Posted tagged ‘Political disconnect’

It Really Is A Village

October 19, 2011

Via Bloomberg (h/t TPM):

Federal employees whose compensation averages more than $126,000 and the nation’s greatest concentration of lawyers helped Washington edge out San Jose as the wealthiest U.S. metropolitan area, government data show.

The key fact to extract from the data:

In recent years Washington has attracted more lobbyists and firms with an interest in the health-care overhaul and financial regulations signed into law by President Barack Obama, according to local business leaders.

“Wall Street has moved to K Street,” said Barbara Lang, president and chief executive officer of the DC Chamber of Commerce, referring to the Washington street that’s home to prominent lobbying firms. “Those two industries clearly have grown in our city.”

Which isn’t to say that the concentration of high end civil service and appointed jobs doesn’t have an impact: 

Update (see the explanation below):  Bloomberg also suggests that well paid (is the suggestion overpaid?) civil servants help drive DC’s rise to the top of the wealth tables:

Total compensation for federal workers, including health care and other benefits, last year averaged $126,369, compared with $122,697 in 2009, according to Bloomberg News calculations of Commerce Department data. There were 170,467 federal employees in the District of Columbia as of June.

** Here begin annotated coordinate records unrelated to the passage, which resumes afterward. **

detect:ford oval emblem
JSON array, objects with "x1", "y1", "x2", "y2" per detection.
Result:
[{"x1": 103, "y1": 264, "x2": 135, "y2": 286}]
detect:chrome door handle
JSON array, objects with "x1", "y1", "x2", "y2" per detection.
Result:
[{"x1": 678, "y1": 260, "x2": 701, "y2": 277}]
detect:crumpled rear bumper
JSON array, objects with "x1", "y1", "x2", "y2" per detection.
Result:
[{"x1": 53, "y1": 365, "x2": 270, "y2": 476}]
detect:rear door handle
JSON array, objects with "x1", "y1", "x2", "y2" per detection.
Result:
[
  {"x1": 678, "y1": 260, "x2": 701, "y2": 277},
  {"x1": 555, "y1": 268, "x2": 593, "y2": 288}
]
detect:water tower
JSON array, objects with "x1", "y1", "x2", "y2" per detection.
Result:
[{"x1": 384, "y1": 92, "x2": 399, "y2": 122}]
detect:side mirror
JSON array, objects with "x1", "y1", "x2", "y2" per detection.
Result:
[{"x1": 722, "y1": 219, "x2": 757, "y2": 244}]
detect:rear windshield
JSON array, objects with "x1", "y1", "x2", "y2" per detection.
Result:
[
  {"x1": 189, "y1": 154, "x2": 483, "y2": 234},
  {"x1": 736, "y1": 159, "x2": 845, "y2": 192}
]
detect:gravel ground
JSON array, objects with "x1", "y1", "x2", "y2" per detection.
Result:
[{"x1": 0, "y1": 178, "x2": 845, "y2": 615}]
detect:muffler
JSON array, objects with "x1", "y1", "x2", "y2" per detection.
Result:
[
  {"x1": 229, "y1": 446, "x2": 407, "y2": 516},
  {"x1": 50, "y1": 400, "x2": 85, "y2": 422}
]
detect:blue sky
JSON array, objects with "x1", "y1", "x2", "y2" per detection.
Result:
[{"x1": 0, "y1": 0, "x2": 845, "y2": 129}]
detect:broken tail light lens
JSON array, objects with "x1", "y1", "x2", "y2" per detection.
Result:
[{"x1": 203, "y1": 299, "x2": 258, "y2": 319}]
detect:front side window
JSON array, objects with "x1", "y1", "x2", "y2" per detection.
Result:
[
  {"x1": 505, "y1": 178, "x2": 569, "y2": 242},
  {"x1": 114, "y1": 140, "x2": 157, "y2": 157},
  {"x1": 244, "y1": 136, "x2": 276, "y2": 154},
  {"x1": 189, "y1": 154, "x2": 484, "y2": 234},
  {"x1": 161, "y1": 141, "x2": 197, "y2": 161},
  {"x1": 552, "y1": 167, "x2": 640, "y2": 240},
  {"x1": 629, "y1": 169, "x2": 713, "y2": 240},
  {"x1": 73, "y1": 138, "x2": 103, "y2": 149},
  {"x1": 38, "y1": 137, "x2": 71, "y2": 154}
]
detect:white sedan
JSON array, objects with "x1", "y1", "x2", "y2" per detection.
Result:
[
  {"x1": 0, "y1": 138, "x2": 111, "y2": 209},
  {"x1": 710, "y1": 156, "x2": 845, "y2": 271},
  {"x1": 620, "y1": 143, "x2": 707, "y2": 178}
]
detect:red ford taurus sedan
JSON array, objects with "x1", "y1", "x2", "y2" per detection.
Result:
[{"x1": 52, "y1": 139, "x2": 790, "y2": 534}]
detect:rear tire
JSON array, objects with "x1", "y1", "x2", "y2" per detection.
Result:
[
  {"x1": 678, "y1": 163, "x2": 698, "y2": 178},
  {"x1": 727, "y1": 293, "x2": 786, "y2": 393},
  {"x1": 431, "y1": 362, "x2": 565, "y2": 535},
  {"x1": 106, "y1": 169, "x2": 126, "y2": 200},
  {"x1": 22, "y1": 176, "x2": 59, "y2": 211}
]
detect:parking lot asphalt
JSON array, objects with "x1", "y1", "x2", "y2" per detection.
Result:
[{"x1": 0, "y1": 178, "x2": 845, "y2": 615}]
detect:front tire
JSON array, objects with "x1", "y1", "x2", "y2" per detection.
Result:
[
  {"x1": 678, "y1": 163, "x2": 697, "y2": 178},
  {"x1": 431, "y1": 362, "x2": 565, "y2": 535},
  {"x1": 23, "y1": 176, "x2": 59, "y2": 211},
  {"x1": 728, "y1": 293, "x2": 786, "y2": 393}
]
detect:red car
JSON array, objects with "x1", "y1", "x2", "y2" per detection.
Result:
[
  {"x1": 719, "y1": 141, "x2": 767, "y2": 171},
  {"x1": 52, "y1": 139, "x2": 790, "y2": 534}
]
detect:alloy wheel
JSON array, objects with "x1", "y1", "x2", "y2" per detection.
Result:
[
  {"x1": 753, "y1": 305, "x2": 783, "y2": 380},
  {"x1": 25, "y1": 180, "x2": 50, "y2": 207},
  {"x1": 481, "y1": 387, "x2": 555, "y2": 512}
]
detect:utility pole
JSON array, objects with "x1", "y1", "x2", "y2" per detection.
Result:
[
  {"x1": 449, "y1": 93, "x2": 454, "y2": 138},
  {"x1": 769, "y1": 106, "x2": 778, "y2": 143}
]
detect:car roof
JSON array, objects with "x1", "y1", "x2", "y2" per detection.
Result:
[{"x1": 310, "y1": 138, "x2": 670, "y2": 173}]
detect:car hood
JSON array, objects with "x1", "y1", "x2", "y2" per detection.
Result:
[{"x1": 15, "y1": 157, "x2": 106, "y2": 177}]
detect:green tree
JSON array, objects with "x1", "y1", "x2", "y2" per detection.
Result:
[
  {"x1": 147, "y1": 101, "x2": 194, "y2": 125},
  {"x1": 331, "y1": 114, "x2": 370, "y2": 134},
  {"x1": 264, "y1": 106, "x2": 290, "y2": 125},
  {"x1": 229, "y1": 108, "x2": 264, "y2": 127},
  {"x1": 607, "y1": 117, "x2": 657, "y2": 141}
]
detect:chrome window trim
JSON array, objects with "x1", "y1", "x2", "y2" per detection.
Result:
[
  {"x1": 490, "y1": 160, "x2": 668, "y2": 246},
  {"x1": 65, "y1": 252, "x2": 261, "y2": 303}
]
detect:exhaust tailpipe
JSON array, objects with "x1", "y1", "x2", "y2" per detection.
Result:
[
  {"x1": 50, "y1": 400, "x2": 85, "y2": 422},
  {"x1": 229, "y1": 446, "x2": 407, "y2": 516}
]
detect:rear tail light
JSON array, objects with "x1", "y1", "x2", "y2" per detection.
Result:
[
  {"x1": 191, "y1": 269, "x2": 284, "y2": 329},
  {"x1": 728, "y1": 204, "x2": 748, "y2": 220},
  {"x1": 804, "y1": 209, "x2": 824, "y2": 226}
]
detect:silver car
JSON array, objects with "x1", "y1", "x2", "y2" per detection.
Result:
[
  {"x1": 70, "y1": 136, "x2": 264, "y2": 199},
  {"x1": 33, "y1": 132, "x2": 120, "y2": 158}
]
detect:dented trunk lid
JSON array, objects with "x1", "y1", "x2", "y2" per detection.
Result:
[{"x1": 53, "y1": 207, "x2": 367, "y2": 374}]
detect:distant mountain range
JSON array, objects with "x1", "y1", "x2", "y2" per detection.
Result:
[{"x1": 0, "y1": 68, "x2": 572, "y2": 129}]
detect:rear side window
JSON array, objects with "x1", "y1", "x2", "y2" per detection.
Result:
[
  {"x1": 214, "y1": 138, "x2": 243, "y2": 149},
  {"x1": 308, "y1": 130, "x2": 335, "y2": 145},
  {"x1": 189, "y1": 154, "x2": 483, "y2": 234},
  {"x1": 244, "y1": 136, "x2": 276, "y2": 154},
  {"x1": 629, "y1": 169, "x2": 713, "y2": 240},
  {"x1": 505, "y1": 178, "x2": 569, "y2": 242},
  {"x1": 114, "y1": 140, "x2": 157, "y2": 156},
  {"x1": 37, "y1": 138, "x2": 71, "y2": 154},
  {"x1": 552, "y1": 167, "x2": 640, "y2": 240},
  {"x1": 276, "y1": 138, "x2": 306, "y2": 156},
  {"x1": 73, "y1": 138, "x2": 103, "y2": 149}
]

Update: As several commenters at the mirror post at Balloon Juice have pointed out (with the usual BJ reticence) this is a red herring, the more so for the conflation of benefits with salary to come up with a compensation figure.

A ruling elite economically and emotionally disconnected from the reality that most Americans recognize.  Which is one of the reasons that both policy and the coverage of and discourse coming out of the center of government is so unbelievably bad.

Update: As noted, several commenters at Balloon Juice pointed out that the reference to highly paid civil servants is a red herring at best, and a slander at worst.  And I agree with that, or at least with the notion that such an implication could be drawn from the above.  What I meant to do by including that last block quote was to include the survey results, but not to suggest that the GS14 working at the Dept. of Commerce is screwing up policy or its presentation to the American people.

The real point I think this very coarse bit of data allows us to draw is that it has become exceptionally lucrative to buy and sell influence…to the point that it becomes very hard to see how to construct a disinterested policy apparatus.  When your exceptionally good living depends on not knowing stuff, or knowing things that ain’t so…well, we’re living with how that ends.  And when the decision makers — Congress, and senior staffers there, and top folks at the agencies, top “journos” (scare quotes to indicate the distance such folks have traveled from actual journalism) — all know exactly how it’s possible to live in this policy-making/policy-influencing nexus, you get a Village with both experience and skin in the game that disconnects them from everyone and everywhere else.

Image:  Simon Vouet, Wealthbetween 1635 and 1640.